Vertreter von verschiedenen Unternehmen (u.a. Jobs.ch, Zweifel, Netbreeze und Microsoft Schweiz) und das Zentrum für Marketing Management der ZHAW Zürcher Hochschule für Angewandte Wissenschaften gründen die «Swiss Social Media Community». Die als Verein organisierte Community will zum Thema «Social Media» eine unabhängige Plattform für den Wissens- und Erfahrungsaustausch schaffen und zur fachlichen Weiterentwicklung von Social Media in der Schweiz beitragen.

Mit dieser Einleitung beginnt die Medienmitteilung der ZHAW zur Gründung der Swiss Social Media Community. Und mir schiessen gleich Fragen durch den Kopf: Die Schweizer Social Media Community? Die gibts doch schon! Sind wir nicht alle die Social Media Community? Leben wir den Community-Gedanken nicht bereits jetzt? Auf Twitter, Facebook oder auf Google+? An Tweetups, Twitterbier oder der Netzzunft? Wieso also brauchts jetzt eine solche zentralisierte Community?
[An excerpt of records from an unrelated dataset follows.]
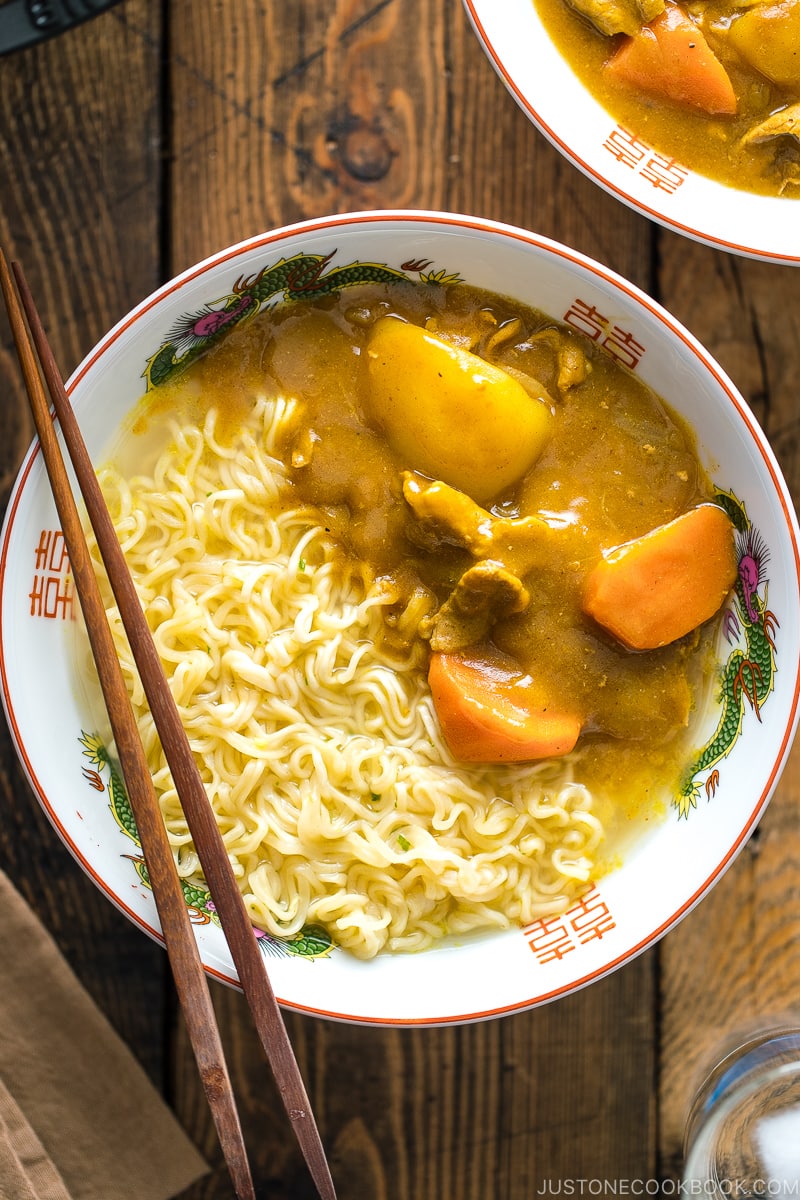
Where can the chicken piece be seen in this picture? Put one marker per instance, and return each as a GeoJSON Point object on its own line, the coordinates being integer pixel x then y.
{"type": "Point", "coordinates": [572, 364]}
{"type": "Point", "coordinates": [612, 17]}
{"type": "Point", "coordinates": [518, 543]}
{"type": "Point", "coordinates": [453, 514]}
{"type": "Point", "coordinates": [785, 123]}
{"type": "Point", "coordinates": [483, 594]}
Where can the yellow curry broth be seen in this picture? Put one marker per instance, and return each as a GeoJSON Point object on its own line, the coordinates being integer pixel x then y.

Gut, denk ich mir, dann stecken hinter dieser Community wenigstens bekannte Köpfe aus der Social-Media-Szene? Vielleicht Patrick Meister, Präsident der Swiss Social Media Community und im richtigen Leben Group Marketing Manager für Microsofts CRM- und ERP-System Dynamics? Oder die Vorstandsmitglieder Brian Rüeger, Frank Hannich und Armin Ledergerber? Ich kenne leider keinen davon – was allerdings nicht heissen muss, dass sie deswegen unbekannt sein müssen.

Vielleicht auf Twitter? Ist ja auch Social Media. Ok, Armin Ledergerber ist da aktiv. Bei allen anderen: Fehlanzeige! Obwohl: Brian Rüeger hat einen Account. Hat aber nur am 29. November 2009 einmal getwittert. Zählt also auch nicht…

Zugegeben: Twitter ist nicht alles. Aber vom Vorstand einer Swiss Social Media Community würde ich gerade dort schon etwas Präsenz erwarten.

Aber mal sehen was uns in der Swiss Social Media Community erwartet – wenn wir denn etwas mitbekommen, denn: Die Mitgliedschaft in der Community kostet für Privatpersonen immerhin 99 Franken pro Jahr.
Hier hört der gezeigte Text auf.